Friday, July 22, 2011

Bad design kills

The Huffington Post reports, "Grieving Mother Faces 36 Months In Jail For Jaywalking After Son Is Killed By Hit-And-Run Driver," about a tragic story in Marietta, Georgia, about how a mother (Raquel Nelson) whose child was hit by a car and died while crossing the street after getting off a bus is being charged with jaywalking and could serve more time in jail than the possibly drunk driver who committed the hit and run and who later spent months in jail for the death.

From the article:

Nelson had taken her children with her to shop for groceries and supplies for her upcoming birthday party. The working mother and college student regularly took public transportation, but she and her kids missed their intended bus that night, putting them an hour behind schedule. The bus they caught pulled up to their stop after nightfall, and Nelson stepped off, clutching her kids' hands through the shopping bags wrapped around her wrists. Nelson's apartment complex sits across the street from the bus stop, but the nearest crosswalk is three-tenths of a mile away. So Nelson did what everyone who uses that bus stop does, and what the other disembarking passengers all did that night: She crossed one side of the divided highway to the median, where she waited for a break in the traffic.

Three tenths of a mile is 1,584 feet. In DC that would be a little less than four blocks in distance. The round trip then from the bus stop to the intersection and back to the apartment complex would be 8 blocks. Imagine making that trip with young children, when you're tired, etc.

The problem here is in large part one of design, that the bus doesn't stop at a crosswalk, or that a mid-block crosswalk hasn't been put in a location of high demand.

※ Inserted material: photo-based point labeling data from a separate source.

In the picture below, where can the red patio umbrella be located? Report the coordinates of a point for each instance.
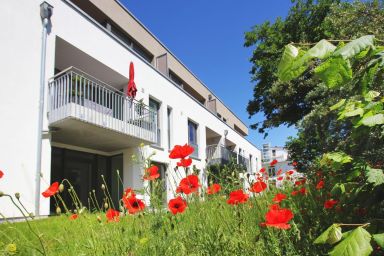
(131, 90)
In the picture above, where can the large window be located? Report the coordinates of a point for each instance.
(155, 106)
(192, 137)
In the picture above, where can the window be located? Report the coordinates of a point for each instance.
(155, 106)
(169, 116)
(175, 78)
(192, 137)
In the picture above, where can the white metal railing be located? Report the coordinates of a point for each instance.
(75, 94)
(219, 152)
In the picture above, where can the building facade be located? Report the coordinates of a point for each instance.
(278, 153)
(90, 128)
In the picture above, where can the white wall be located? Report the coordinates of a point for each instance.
(19, 94)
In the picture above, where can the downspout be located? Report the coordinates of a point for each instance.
(45, 14)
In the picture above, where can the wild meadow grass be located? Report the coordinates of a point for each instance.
(207, 227)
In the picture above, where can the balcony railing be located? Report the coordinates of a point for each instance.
(74, 94)
(221, 155)
(219, 152)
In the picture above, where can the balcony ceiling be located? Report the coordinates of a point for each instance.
(78, 133)
(68, 55)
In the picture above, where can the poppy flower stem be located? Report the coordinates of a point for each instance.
(361, 225)
(43, 252)
(62, 202)
(31, 216)
(97, 203)
(106, 189)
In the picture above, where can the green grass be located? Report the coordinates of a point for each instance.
(209, 227)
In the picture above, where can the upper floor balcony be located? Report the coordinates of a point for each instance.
(83, 111)
(218, 154)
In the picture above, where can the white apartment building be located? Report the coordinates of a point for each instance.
(71, 70)
(278, 153)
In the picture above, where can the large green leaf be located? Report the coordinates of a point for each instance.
(334, 72)
(375, 176)
(289, 55)
(329, 235)
(356, 46)
(379, 239)
(355, 112)
(373, 120)
(339, 157)
(293, 64)
(357, 243)
(337, 105)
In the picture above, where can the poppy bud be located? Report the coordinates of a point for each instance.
(335, 235)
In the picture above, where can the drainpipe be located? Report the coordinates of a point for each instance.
(45, 14)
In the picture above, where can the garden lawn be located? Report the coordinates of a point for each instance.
(209, 227)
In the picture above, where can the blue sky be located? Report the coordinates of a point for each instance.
(208, 37)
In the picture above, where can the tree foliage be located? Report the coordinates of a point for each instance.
(307, 21)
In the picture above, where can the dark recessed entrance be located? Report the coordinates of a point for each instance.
(84, 171)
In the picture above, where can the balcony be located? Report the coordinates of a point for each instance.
(86, 112)
(218, 154)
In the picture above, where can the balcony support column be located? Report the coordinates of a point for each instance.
(45, 13)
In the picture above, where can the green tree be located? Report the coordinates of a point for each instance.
(308, 21)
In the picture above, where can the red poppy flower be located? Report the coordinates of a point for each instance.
(237, 197)
(129, 193)
(320, 184)
(73, 216)
(300, 182)
(258, 187)
(133, 204)
(53, 189)
(181, 151)
(274, 161)
(279, 197)
(113, 215)
(278, 217)
(151, 173)
(330, 203)
(188, 185)
(177, 205)
(303, 191)
(184, 162)
(290, 172)
(213, 189)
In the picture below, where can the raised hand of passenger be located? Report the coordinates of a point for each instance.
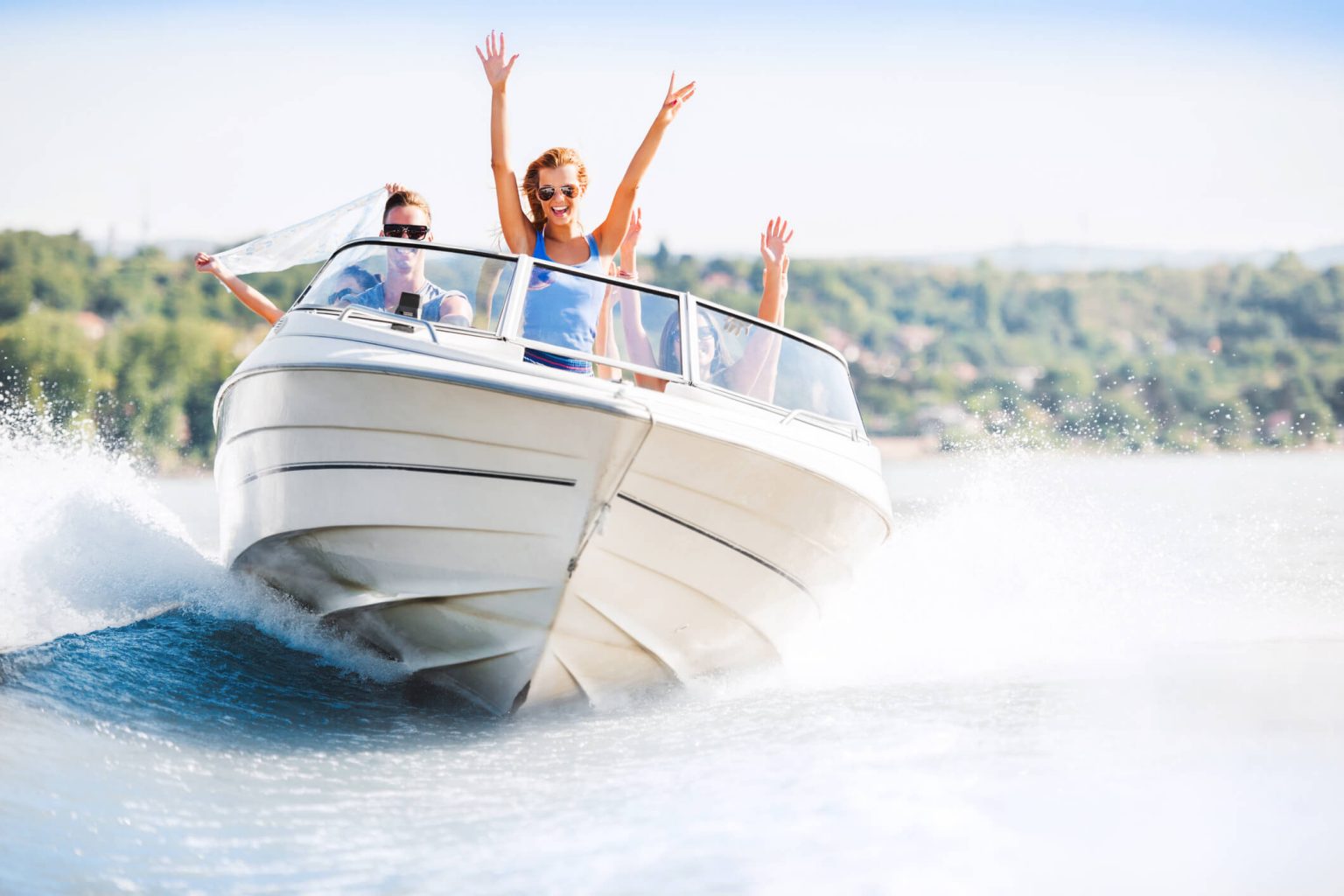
(774, 245)
(496, 70)
(632, 236)
(676, 98)
(210, 265)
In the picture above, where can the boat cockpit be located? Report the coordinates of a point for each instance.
(646, 344)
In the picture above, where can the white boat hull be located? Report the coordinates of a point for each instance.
(527, 539)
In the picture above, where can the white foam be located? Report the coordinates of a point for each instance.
(1030, 559)
(87, 546)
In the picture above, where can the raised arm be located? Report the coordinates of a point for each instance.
(774, 246)
(632, 320)
(757, 369)
(518, 231)
(612, 230)
(242, 291)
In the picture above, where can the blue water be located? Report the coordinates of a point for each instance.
(1066, 673)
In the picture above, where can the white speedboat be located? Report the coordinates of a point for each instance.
(524, 535)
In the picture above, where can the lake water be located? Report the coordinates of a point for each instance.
(1063, 675)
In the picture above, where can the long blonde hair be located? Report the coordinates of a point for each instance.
(554, 158)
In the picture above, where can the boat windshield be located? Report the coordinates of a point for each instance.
(745, 356)
(444, 285)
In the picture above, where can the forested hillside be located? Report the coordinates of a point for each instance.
(1223, 356)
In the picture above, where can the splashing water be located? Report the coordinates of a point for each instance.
(1063, 675)
(88, 547)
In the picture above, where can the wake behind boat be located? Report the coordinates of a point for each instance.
(524, 535)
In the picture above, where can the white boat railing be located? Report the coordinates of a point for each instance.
(790, 374)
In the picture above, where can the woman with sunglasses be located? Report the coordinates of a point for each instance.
(754, 373)
(564, 309)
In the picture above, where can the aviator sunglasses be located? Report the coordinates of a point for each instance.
(408, 231)
(547, 192)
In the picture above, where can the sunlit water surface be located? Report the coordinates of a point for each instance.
(1063, 675)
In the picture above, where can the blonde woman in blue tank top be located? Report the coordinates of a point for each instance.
(562, 309)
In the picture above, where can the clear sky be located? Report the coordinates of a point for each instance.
(878, 128)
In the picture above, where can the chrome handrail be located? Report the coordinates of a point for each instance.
(393, 318)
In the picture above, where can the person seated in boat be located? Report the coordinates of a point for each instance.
(406, 215)
(562, 309)
(752, 374)
(351, 281)
(354, 281)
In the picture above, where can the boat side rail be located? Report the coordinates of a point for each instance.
(396, 320)
(652, 333)
(824, 422)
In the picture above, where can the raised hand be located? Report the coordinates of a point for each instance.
(774, 245)
(675, 100)
(496, 70)
(210, 265)
(632, 234)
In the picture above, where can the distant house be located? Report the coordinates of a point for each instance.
(94, 328)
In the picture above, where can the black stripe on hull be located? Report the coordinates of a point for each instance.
(726, 543)
(411, 468)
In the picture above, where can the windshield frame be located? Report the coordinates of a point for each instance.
(854, 429)
(509, 324)
(421, 243)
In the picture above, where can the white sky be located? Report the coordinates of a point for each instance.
(878, 130)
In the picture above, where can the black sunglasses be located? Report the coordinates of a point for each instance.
(547, 192)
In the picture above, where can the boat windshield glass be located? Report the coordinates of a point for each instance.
(646, 324)
(745, 356)
(446, 286)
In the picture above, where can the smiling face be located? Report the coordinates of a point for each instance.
(551, 187)
(706, 343)
(406, 262)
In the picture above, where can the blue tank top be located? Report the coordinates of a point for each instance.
(562, 309)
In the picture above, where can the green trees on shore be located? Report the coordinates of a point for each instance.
(1226, 356)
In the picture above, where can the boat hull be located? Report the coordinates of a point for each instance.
(528, 539)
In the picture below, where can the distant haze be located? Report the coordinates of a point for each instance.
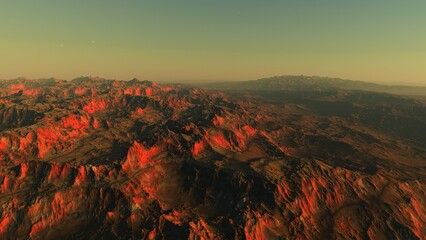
(195, 40)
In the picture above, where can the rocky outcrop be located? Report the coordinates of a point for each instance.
(138, 160)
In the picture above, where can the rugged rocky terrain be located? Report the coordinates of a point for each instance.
(103, 159)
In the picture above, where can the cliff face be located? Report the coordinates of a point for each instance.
(108, 159)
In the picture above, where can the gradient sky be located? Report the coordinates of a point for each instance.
(204, 40)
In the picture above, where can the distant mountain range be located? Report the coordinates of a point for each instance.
(315, 83)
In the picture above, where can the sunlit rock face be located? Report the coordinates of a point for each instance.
(93, 158)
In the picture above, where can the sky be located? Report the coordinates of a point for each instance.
(214, 40)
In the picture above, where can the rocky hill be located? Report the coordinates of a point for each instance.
(104, 159)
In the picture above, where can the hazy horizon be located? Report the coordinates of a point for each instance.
(164, 41)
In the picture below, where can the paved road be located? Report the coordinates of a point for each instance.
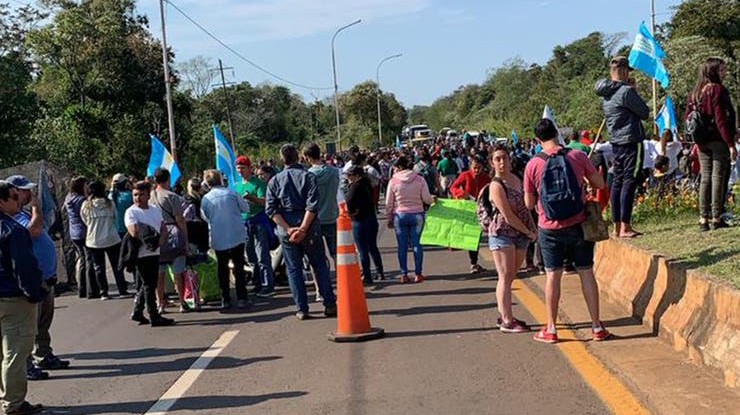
(441, 356)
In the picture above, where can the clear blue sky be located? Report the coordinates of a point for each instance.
(445, 44)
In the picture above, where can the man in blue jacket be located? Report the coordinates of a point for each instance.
(20, 292)
(624, 111)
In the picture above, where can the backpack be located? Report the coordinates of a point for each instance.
(560, 193)
(486, 210)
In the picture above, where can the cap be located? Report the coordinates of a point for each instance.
(243, 161)
(620, 62)
(119, 178)
(21, 182)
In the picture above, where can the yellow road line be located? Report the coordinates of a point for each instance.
(610, 389)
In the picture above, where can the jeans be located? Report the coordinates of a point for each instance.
(235, 255)
(98, 256)
(714, 160)
(312, 246)
(627, 164)
(258, 254)
(365, 232)
(84, 271)
(408, 227)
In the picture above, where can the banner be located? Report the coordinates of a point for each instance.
(452, 224)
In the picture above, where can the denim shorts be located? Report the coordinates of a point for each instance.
(561, 245)
(496, 243)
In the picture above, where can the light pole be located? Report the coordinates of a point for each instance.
(336, 87)
(377, 95)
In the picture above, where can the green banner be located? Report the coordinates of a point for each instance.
(452, 224)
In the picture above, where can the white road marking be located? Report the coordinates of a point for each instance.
(188, 378)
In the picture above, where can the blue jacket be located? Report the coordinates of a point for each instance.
(20, 274)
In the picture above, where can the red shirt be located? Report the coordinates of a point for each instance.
(470, 183)
(582, 167)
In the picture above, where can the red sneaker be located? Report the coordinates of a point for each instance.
(600, 335)
(545, 336)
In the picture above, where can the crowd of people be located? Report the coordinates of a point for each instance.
(531, 197)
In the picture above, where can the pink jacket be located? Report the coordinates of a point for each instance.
(407, 193)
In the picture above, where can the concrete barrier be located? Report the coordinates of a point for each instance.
(696, 314)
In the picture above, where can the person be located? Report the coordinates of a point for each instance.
(624, 109)
(327, 181)
(404, 203)
(361, 210)
(21, 291)
(293, 204)
(222, 208)
(44, 250)
(717, 147)
(561, 238)
(258, 228)
(468, 186)
(99, 215)
(171, 206)
(509, 234)
(77, 233)
(145, 225)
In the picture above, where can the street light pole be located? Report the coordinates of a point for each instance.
(336, 86)
(377, 95)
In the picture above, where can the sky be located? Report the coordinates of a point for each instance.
(445, 44)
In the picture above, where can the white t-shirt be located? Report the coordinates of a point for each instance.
(151, 216)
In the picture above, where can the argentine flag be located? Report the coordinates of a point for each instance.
(647, 56)
(666, 119)
(162, 158)
(225, 157)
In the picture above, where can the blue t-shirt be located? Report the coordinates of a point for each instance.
(43, 247)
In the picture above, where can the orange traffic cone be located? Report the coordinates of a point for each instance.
(353, 321)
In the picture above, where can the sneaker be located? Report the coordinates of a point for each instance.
(266, 293)
(600, 335)
(34, 373)
(545, 336)
(52, 362)
(25, 409)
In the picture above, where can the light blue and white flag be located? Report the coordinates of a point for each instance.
(666, 119)
(225, 157)
(647, 56)
(161, 157)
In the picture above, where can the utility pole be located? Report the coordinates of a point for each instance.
(228, 106)
(167, 84)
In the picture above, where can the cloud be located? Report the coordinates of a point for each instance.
(289, 19)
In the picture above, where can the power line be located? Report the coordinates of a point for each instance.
(239, 55)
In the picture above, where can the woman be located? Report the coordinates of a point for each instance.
(717, 147)
(404, 202)
(77, 233)
(509, 234)
(99, 215)
(361, 207)
(468, 186)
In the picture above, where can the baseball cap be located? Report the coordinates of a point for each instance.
(243, 161)
(21, 182)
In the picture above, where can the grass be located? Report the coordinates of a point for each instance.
(716, 253)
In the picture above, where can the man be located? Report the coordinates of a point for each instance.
(623, 109)
(293, 203)
(327, 182)
(171, 206)
(20, 292)
(258, 227)
(561, 240)
(46, 256)
(222, 208)
(146, 227)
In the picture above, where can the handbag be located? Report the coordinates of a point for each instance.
(595, 228)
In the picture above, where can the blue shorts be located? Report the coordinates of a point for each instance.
(561, 245)
(496, 243)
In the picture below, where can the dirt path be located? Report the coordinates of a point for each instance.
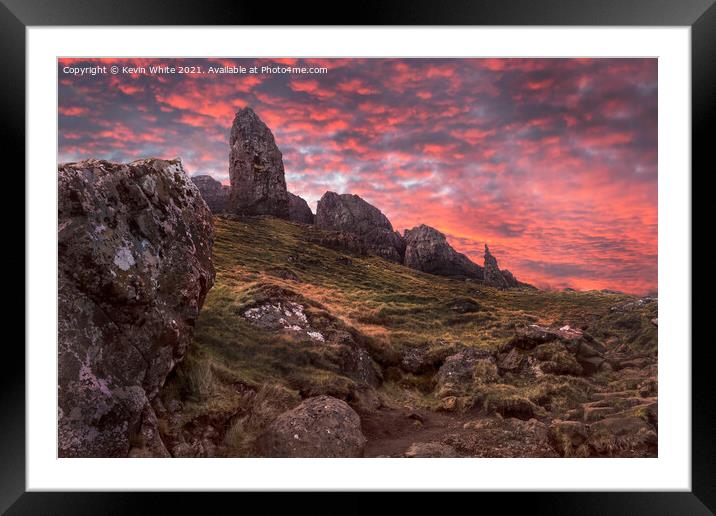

As it says in the State of Maryland Bike and Ped Design Guidelines section on roadway crossing design:

The locations of bus stops and marked crosswalks should be coordinated. ... Convenience: Crosswalks should be located to provide the most direct connection between destinations.

A couple of years ago, when discussing a similar kind of death in Florida, when a teenager was running across traffic in order to reach the bus before it left, the then director of the Baltimore County Office of Planning made the point that given often infrequent bus service, people will take risks to get to the bus, in order to not have to wait. He was a lot more empathetic than I expected him to be, but these are the kinds of issues that ought to be addressed in considering these problems.

As said on the SF Bay Area Metropolitan Transportation Commission website:

Pedestrians are unlikely to walk to an intersection if it is a block or more away from the bus stop. Therefore, it is important to provide pedestrian crossings at bus stops, especially if there are pedestrian generators across the street.

Raquel Nelson could well be going to jail because of design failures committed by the local transit system and local and state highway departments.

But given that the Georgia DOT refers to sidewalks as "accident recovery zones" where drivers of out of control cars have the space to get their bearings, this shouldn't be seen as a surprise.